The thesis tries to emphasize the power of genetic
algorithm (GA) in dealing with symbolic data and
supervised learning. Genetic algorithm tries to find all
perfect solutions hidden in a hyper-space of a number of
attributes.
The thesis tries to find out an algorithm based on the
genetic algorithm that solves for finding out hidden
different concepts inside a number of given examples in a
noisy environment.
A set of derived Boolean and fuzzy attributes is
defined to a number of examples belonging to a single table
in a database file. The attributes then get their values from
the database table using SQL SELECT statements. Then, a
genetic algorithm and a classifier system try to extract
hidden common concepts between these attributes.
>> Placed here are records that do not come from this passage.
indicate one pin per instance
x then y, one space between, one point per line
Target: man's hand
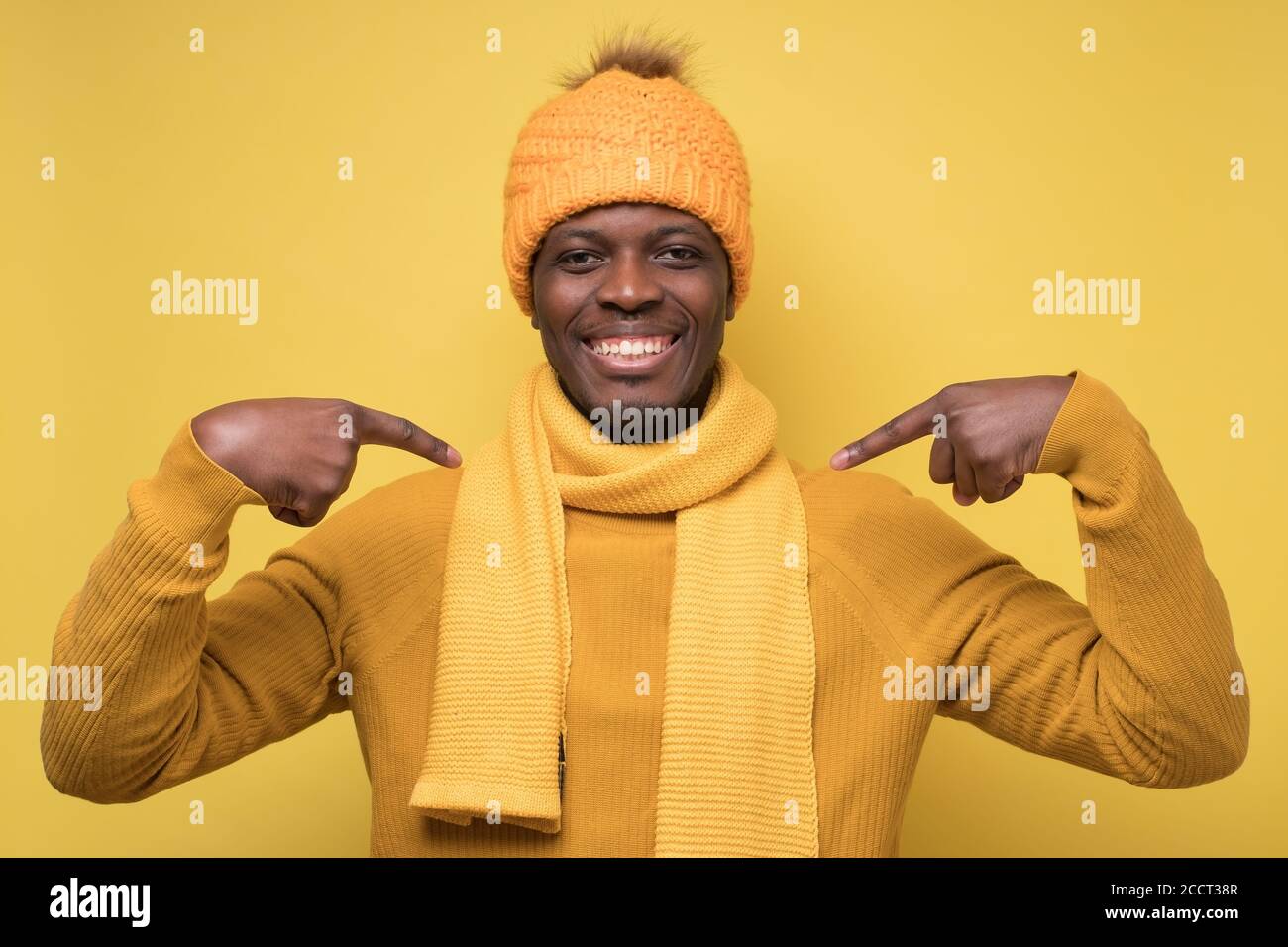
299 454
988 434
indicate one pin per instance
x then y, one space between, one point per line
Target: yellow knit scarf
737 766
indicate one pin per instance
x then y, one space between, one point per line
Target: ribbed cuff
1093 438
191 493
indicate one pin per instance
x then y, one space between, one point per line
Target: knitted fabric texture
619 137
737 767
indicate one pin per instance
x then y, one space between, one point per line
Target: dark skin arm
988 434
299 454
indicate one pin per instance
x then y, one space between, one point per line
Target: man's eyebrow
591 234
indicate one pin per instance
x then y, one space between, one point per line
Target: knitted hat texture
619 137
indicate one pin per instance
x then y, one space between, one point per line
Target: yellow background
223 163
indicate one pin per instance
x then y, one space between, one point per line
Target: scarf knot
737 770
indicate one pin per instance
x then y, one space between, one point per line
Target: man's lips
634 355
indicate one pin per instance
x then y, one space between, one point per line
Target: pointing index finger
911 425
390 431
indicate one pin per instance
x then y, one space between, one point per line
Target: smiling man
576 646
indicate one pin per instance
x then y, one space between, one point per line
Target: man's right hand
299 454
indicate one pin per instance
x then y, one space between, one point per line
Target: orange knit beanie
625 137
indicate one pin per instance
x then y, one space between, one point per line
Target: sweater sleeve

The concept structure is represented using a prefix
Boolean expression grammar. This representation method
can discover new hidden unexpected knowledge inside the
examples. Both of the genetic algorithm and classifier
system needs to be varied to cope with the new
representation structure.In order to find a number of different solutions, the
genetic algorithm has been modified to punish trivial, alike
concepts. The punishment occurs in such a manner that
enables only a single concept to maintain its power while
the other concepts lose some of their fitness to encourage
searching in different directions. The superset concepts also
are punished when there are perfect subset concepts. That
enables getting more specific concepts rather than general
ones.The two proposed methods try to solve for two real
examples (4-bit shift register and student-marks). Then, a
source of noise is applied on both examples to simulate the
effect of odd cases and noisy data on the input data and the
methods run again to extract concepts under noise.Keywords
Artificial Intelligence, Machine Learning, Concept
Learning, Data Mining, Genetic Algorithm, Classifier
Learning System, Supervised Learning, Fuzzy Logic.